В частокол метали стрелы и даже копья, обернутые горящей паклей. Малые деревянные крепости полыхали, окруженные морем блистающих мечей. Отряды обров начали таять, как куски льда, брошенные в котлы с кипящей водой.

Олег пустил усталого коня шагом. Плечи и руки ныли – с утра до вечера махал мечом. В последний день все-таки ввязался в бой – трижды менял посеченные доспехи, четырежды под ним убивали коня. Но случилось то, чего не ждал даже он, – обров стерли с лика земного за день и ночь! Как будто и не было обров – грозной силы, что наводила ужас на дулебов! Теперь у победителей впереди самое трудное и самое кровавое – драться из-за добычи. В драке погибнут или в сражении с обрами. Старая вражда укрепится, добавятся новые обиды…

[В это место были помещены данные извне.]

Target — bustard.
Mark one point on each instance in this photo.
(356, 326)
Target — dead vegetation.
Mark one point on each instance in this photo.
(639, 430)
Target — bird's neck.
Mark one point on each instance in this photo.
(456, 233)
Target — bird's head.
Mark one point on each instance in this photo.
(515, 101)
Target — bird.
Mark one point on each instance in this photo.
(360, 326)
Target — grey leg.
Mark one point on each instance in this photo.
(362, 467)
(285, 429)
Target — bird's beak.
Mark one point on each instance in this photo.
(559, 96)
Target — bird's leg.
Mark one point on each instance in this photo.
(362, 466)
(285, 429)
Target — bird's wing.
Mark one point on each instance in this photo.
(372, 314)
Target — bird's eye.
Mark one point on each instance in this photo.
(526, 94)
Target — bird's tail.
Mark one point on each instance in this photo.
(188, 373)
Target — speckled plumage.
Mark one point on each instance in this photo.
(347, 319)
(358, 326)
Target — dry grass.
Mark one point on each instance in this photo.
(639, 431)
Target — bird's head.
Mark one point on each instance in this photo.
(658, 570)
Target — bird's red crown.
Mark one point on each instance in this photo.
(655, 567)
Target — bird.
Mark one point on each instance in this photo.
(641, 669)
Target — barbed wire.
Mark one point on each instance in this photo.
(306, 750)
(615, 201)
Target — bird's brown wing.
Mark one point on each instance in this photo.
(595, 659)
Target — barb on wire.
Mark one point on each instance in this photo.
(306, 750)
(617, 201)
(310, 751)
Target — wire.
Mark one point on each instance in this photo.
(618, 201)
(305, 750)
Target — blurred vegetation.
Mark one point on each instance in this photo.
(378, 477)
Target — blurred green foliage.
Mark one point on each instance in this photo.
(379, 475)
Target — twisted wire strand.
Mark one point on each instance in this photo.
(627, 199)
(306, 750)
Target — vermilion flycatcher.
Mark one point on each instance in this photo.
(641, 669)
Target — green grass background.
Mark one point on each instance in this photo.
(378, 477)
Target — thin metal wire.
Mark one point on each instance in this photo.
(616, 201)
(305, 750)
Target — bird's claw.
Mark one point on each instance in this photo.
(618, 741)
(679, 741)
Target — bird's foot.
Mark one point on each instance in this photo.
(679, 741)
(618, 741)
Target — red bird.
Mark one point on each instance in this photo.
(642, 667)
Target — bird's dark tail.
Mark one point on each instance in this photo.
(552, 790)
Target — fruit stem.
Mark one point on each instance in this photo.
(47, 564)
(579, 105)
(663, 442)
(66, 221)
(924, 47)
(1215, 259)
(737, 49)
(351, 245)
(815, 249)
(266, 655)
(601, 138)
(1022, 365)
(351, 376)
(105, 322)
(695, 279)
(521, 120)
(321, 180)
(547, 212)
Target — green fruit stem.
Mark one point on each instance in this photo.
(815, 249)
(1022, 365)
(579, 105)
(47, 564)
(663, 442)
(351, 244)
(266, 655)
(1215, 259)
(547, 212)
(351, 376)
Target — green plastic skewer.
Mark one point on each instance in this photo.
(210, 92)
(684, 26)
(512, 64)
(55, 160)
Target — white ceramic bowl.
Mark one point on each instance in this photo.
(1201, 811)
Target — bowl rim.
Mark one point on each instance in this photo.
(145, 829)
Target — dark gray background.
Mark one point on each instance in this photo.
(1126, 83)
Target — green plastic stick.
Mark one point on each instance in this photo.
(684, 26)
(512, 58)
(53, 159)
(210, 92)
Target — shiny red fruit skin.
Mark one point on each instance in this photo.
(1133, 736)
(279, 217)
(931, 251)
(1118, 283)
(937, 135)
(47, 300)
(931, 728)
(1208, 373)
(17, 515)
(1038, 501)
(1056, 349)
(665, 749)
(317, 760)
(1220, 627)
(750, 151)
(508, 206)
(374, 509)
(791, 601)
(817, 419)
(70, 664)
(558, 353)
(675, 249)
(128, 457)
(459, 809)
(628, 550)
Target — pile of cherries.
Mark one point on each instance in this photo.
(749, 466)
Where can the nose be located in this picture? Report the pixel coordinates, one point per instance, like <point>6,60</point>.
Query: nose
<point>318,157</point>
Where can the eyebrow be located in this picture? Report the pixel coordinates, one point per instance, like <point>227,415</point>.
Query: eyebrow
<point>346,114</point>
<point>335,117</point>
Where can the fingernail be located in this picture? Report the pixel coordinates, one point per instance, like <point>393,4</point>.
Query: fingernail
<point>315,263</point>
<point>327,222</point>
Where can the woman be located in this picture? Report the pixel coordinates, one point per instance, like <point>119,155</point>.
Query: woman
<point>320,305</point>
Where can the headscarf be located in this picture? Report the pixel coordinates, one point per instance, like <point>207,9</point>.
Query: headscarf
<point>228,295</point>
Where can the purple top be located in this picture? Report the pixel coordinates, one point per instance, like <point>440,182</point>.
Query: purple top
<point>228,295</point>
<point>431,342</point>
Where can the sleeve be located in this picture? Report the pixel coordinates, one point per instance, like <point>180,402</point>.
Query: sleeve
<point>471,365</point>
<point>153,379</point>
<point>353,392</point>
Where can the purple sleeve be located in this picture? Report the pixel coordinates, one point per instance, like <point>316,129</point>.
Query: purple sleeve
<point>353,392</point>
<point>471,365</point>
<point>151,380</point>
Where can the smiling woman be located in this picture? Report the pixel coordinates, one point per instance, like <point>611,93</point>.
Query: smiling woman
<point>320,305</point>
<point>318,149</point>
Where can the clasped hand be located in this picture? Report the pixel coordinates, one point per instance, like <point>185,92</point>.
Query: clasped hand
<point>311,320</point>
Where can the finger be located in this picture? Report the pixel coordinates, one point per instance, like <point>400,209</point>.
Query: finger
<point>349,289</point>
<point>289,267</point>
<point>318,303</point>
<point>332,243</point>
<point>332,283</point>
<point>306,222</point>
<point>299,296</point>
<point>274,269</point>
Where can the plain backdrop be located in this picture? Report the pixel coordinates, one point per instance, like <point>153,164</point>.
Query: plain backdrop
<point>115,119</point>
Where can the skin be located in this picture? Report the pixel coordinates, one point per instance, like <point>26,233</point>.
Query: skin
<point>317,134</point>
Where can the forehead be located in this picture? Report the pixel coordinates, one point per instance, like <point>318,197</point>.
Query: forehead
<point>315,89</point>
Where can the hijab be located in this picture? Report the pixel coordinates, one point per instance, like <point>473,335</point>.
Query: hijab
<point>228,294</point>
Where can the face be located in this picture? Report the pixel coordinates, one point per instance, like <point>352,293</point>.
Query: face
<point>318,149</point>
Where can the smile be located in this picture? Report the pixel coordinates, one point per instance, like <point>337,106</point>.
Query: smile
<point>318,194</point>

Пройдет время – от обров не останется даже имен. Разве что оброк, обирать, обрыдлый… Историки, дети Геродота, скажут: избрали неверную дорогу. А сколько смельчаков уводили свой род, чтобы дать начало новому племени? Новому народу? Таргитай, уйдя от невров, народил на новом месте троих сыновей: Арпо, Липо и Коло. Они дали жизнь трем великим народам. Коло преуспел, его род принял имя сколотов – ушедших с Коло. Они поселились на излучине реки, назвали ее Ворсклой, а выстроенный город нарекли Осколом. Коло, его называли уже Колоксаем – Колоцарем, жил тысячу лет, у него было три сына: Гелон, Агафирс и Скиф. Все три дали начало трем великим племенам, затем первые два незаметно растворились среди других, а племя Скифа сотни лет потрясало мир, грабило страны Востока, дало миру мудрецов, магов, героев, умельцев, которые придумали стремена, гончарный круг, научились выковывать железные мечи, затем – булатные…

У Скифа – он прожил семьсот лет – были сыновья: Пал, Нап и Славен. От Пала и Напа остались только основанные ими города, зато Славен постарался за всех троих, дав начало такому племени, которое уже через пару сотен лет расплодилось так, что раздробилось на сотни племен – теперь дерутся между собой, как осатанелые звери, позабыв про кровное родство.

Славен жил пятьсот лет с гаком. У него среди кучи ничем не приметных детей был крепкий витязь Пан, что завоевал для своих потомков Зеленую долину, названную по его имени Паннонией. Он жил пятьсот двадцать лет, у него было три сына: Чех, Лях, Рус. Они сперва жили в горах, потом спустились со своими родами, оставив престарелого Пана, потеснили внизу племена. Эти три сына Пана, внуки Славена, дали начало трем сильным племенам – все три выжили, не погибли, не растворились среди более сильных народов…

Конь под ним чуть отдохнул, ожил, на ходу хватал верхушки высоких трав. Для него это была просто земля, не вражеская, не надо оглядываться, чутко прислушиваться к звукам. А для Олега, как всякого чужака, – вокруг враги, хотя все говорят на одном и том же языке, а несколько поколений тому вовсе были одним племенем.